Ira Lacher: “Drastic measures” to address novel coronavirus “need to be carefully weighed for their presumed benefits vs. their unintended consequences.” -promoted by Laura Belin
We’ve been hearing a lot lately about “flattening the curve” as it pertains to dealing with COVID-19. The premise is to keep down the number of patients needing hospitalization because America lacks the beds to treat them.
Health experts agree that doing so can reduce the number of severe cases. “If you don’t have as many cases coming to the hospitals and clinics at once, it can actually lower the number of total deaths from the virus and from other causes,” says Dr. Howard Markel of the University of Michigan, who has studied epidemics. “And, importantly, it buys us time for university and government scientists, and industry, to create new therapies, medications and potentially a vaccine.”
But it can also mean extending the disruption of virtually everyone’s life. And that’s not going so well with one of my neighbors.
“If I get the disease, I’ll get sick for a while and then recover,” he says, and he’s right, according to the World Health Organization:
“For most people, COVID-19 infection will cause mild illness; however, it can make some people very ill and, in some people, it can be fatal. Older people, and those with pre-existing medical conditions (such as cardiovascular disease, chronic respiratory disease or diabetes) are at risk for severe disease.”
He and others like him feel they are being forced to bear the brunt of a massive failing in public policy: a severe deficiency in our health care. Which is not an accident. For years, hospitals have intentionally reduced the number of inpatients and the beds to treat them.
A report published in 2015 in Orthopedic Reviews concluded that when Medicare started expanding coverage to pay for “ambulatory procedures,” which are less costly than inpatient services, hospitals started admitting fewer patients. Then, they pared beds because they had fewer patients using them.
So now, America has fewer than three hospital beds per 1,000 people, and fewer than 45,000 intensive care unit beds. “We would need 200,000 for a moderate outbreak,” Aaron E. Carroll, a professor of pediatrics at the Indiana University School of Medicine, wrote for The Upshot in The New York Times.
This is why public health officials are imposing restrictions on mass gatherings before they have to use a heaver iron to flatten the curve. Such as mandating mass quarantines. We have some indication of what those can impose.
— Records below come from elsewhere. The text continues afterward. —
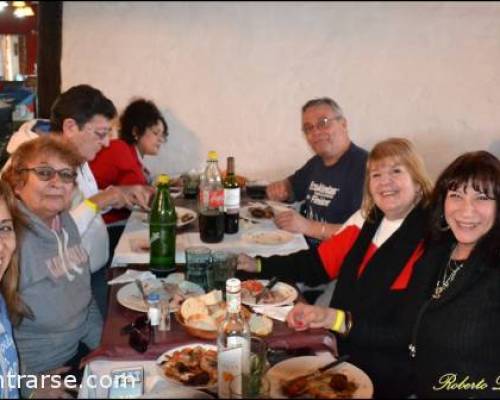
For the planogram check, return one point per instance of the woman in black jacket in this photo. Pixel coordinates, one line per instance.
(456, 337)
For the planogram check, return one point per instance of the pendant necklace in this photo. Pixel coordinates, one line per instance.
(450, 271)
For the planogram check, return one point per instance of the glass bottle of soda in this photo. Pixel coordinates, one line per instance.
(162, 225)
(211, 202)
(231, 199)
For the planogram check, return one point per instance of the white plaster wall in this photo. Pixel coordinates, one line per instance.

In 2003, Toronto instituted such as quarantine to quell an outbreak of severe acute respiratory syndrome (SARS) — a far more proportionately lethal coronavirus than COVID-19. A study found that many of those quarantined exhibited a “quite significant level of psychological distress,” according to Dr. Laura Hawryluck, a coauthor of the study. Those included anxiety, isolation, anger and trouble sleeping, including nightmares. The study concluded:
“Our data show that quarantine can result in considerable psychological distress in the forms of PTSD and depressive symptoms. Public health officials, infectious diseases physicians, and psychiatrists and psychologists need to be made aware of this issue. They must work to define the factors that influence the success of quarantine and infection control practices for both disease containment and community recovery and must be prepared to offer additional support to persons who are at increased risk for the adverse psychological and social consequences of quarantine.”
This is because humans are social animals, Drs. Shoba Sreenivasan and Linda E. Weinberger point out in Psychology Today. They note that technology, such as teleworking and online schooling, are inadequate substitutes.
“Fundamentally, it doesn’t matter how technologically sophisticated we become,” they write; “emotional connectivity remains a core part of being human. We need each other—maybe not in the ways that characterized us evolutionarily, but for a need that remains essential for psychological survival.”
Current curve-flattening measures — restricting mass gatherings, calling off spectator sports and other mass recreation, canceling school and religious services, and imposing work-from-home edicts — are relatively inconsequential. Unless they persist. Then, we are bound to be faced with the familiar frustration of waiting for an interminably long red light to change, or a line to move. The longer we wait, the greater our frustration, and the urge to do anything to break out — especially when we see someone else do it.
Drastic measures need to be carefully weighed for their presumed benefits vs. their unintended consequences. Otherwise, as my next-door-neighbor put it, “I feel I’m being punished for being young and healthy.”